YER GÖK YATIRIM OLSUN
Son 7 yılda geldiğimiz yer çok güzel ama kesinlikle yeterli değil. İnternete yatırım yapan melek yatırımcılar genelde Galata Business Angels veya E-tohum etrafında organize olmuş durumda. Belki 50’ye yakın melek yatırımcımız var. Venture capital şirketlerinin sayısı da bir elin parmaklarını geçmiyor.
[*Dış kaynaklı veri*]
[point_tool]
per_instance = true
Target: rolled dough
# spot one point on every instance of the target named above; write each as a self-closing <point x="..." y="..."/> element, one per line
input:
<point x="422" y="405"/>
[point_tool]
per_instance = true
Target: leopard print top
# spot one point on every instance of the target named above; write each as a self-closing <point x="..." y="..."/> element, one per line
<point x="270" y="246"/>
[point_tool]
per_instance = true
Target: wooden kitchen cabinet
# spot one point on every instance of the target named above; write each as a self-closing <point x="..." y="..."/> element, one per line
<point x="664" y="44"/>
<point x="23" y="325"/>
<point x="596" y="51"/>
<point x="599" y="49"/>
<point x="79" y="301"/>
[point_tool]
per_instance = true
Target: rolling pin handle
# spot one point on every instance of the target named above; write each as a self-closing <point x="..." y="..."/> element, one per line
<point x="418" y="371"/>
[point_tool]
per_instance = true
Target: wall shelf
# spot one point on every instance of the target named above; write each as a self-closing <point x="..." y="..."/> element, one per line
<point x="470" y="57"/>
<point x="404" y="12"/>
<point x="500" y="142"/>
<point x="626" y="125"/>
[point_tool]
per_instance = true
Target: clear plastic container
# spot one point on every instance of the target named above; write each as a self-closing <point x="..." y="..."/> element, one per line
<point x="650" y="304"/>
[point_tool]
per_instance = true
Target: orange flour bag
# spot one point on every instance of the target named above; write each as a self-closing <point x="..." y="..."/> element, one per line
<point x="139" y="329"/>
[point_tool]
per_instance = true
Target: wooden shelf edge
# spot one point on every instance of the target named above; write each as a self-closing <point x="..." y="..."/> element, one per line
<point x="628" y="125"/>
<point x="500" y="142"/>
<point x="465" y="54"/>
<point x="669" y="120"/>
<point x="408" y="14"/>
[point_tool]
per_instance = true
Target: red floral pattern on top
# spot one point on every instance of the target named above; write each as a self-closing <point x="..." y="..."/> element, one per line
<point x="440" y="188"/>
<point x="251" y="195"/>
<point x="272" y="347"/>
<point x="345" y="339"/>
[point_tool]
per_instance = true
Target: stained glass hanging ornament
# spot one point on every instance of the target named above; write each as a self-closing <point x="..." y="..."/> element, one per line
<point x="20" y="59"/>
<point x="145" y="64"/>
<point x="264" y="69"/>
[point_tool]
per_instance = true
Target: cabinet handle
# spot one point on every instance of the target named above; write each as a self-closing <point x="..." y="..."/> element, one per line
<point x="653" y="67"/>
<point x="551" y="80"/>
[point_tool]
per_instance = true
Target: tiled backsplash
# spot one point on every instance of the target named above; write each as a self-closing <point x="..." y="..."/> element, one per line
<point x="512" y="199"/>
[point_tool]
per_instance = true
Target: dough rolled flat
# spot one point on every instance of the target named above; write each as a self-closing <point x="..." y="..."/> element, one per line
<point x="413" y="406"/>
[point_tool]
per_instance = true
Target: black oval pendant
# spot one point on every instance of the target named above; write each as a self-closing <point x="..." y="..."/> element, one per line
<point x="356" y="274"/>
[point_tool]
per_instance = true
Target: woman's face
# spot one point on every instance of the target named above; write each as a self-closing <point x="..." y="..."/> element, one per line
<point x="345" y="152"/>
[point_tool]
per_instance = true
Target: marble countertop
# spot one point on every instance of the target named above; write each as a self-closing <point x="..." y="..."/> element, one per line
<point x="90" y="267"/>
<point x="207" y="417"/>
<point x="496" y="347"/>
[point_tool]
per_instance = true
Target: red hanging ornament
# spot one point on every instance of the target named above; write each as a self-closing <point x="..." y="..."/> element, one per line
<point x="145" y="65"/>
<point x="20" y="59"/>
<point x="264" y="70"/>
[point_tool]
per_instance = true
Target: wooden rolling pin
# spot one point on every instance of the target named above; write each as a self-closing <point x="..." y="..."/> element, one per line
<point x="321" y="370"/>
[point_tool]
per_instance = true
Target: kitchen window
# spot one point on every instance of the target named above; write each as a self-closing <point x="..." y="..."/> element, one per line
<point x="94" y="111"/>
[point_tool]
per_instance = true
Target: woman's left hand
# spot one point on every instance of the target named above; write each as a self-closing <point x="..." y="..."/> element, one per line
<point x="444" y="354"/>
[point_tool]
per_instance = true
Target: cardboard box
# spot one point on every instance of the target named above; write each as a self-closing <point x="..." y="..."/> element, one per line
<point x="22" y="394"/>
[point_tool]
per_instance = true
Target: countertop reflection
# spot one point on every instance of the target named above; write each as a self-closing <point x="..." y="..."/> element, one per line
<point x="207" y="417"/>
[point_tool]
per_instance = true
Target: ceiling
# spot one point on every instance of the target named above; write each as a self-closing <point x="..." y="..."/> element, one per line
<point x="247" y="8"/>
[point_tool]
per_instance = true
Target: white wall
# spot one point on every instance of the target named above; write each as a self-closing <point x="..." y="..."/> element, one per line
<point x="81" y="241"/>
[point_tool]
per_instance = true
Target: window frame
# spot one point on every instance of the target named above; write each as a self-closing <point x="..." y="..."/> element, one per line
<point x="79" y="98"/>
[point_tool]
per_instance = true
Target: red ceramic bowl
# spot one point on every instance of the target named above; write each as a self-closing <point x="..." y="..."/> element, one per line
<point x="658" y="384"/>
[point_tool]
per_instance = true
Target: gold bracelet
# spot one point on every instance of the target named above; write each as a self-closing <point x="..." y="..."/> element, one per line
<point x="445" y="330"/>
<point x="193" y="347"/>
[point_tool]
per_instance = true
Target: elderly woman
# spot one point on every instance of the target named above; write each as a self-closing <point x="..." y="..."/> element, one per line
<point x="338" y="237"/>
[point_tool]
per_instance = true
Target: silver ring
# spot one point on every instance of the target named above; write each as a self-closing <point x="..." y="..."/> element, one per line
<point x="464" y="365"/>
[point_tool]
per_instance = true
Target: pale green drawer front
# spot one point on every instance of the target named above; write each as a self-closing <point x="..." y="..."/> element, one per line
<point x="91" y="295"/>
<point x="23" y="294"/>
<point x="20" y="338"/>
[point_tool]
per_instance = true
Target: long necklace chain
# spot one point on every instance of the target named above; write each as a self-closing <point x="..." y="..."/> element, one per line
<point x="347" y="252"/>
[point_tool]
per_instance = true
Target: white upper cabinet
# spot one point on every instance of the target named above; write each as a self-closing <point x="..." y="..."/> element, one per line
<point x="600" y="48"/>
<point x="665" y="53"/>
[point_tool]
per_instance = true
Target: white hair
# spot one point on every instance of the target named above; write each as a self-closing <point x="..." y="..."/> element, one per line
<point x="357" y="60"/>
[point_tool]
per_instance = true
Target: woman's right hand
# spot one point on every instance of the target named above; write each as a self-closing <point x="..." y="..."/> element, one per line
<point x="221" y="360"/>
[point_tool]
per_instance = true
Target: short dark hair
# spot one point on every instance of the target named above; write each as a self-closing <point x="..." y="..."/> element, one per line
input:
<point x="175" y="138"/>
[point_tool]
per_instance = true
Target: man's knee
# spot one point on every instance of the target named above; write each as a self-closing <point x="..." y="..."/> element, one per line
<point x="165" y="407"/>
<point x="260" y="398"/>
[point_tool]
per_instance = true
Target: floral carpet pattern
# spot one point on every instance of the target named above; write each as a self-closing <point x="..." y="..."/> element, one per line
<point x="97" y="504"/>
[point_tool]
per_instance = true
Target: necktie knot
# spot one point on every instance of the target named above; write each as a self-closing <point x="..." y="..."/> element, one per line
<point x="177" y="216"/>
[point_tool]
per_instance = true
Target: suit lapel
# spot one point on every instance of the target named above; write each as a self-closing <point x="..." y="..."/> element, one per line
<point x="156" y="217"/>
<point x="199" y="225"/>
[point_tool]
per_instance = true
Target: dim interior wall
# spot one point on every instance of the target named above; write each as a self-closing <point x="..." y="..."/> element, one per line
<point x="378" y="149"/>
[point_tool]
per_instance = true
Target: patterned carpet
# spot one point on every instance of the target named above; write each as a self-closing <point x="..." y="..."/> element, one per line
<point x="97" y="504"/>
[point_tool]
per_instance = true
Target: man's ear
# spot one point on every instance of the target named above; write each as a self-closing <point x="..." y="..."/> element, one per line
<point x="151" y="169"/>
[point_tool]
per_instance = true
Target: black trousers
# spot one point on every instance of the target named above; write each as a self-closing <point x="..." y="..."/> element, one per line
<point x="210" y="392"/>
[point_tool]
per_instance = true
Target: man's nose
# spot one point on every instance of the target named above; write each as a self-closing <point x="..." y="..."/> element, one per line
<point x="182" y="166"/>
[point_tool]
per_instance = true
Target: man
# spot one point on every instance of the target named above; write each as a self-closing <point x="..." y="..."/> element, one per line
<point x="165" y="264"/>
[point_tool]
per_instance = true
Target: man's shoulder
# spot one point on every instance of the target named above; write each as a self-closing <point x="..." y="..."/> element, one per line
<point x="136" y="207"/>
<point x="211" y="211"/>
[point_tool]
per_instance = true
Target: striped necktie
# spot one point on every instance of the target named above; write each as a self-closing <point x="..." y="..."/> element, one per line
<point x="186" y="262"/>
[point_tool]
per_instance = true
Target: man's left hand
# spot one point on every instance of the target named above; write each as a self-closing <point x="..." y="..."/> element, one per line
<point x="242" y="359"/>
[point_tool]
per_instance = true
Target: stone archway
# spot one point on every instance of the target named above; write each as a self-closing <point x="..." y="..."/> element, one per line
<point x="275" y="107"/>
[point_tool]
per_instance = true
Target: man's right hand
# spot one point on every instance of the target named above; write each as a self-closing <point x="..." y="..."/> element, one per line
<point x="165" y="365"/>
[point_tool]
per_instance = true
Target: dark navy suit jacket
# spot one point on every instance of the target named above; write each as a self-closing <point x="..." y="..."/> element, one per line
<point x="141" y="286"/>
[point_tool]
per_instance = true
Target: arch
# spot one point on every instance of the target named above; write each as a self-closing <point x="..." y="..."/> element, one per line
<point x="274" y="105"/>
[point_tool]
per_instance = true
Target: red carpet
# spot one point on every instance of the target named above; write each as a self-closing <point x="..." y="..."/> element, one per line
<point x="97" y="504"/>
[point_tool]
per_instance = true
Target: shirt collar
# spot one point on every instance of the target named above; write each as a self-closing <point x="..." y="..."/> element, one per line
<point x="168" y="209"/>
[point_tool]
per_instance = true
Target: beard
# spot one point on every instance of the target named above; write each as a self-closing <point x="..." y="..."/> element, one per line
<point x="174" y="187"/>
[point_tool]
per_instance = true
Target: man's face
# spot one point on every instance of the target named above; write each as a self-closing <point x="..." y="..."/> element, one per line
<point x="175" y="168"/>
Bunların yanı sıra az sayıda kapalı yatırım organizasyonları (örneğin HİS veya Akinon) var. İnternet ve teknoloji sektörünün, en az 500 yatırım meleği olan, 20 tane venture capital şirketine sahip bir sektöre dönüşmesi gerekiyor.
VİZYONUMUZ GENİŞ OLMALI
Yatırımcıların niteliği ve niceliğinin artması önemli ama bunların yanı sıra tüm girişimci/yatırımcı ekosisteminin petrolü “çıkışlar.” 2011’de sektördeki bayram havasını hatırlamayan yoktur diye düşünüyorum. Girişimci tarafındaki heyecanın haddi hesabı yoktu. Herkes internet girişimcisi olmak istiyordu. Yatırımcılar Türk internetine ilgi göstermeye başlamıştı. Borsalar en önemli çıkış kanallarından biridir. Türkiye’de genç teknoloji şirketlerine hitap eden bir borsa oluşturursak, hem finansman hem çıkış konusunda çok hızlı yol alabiliriz.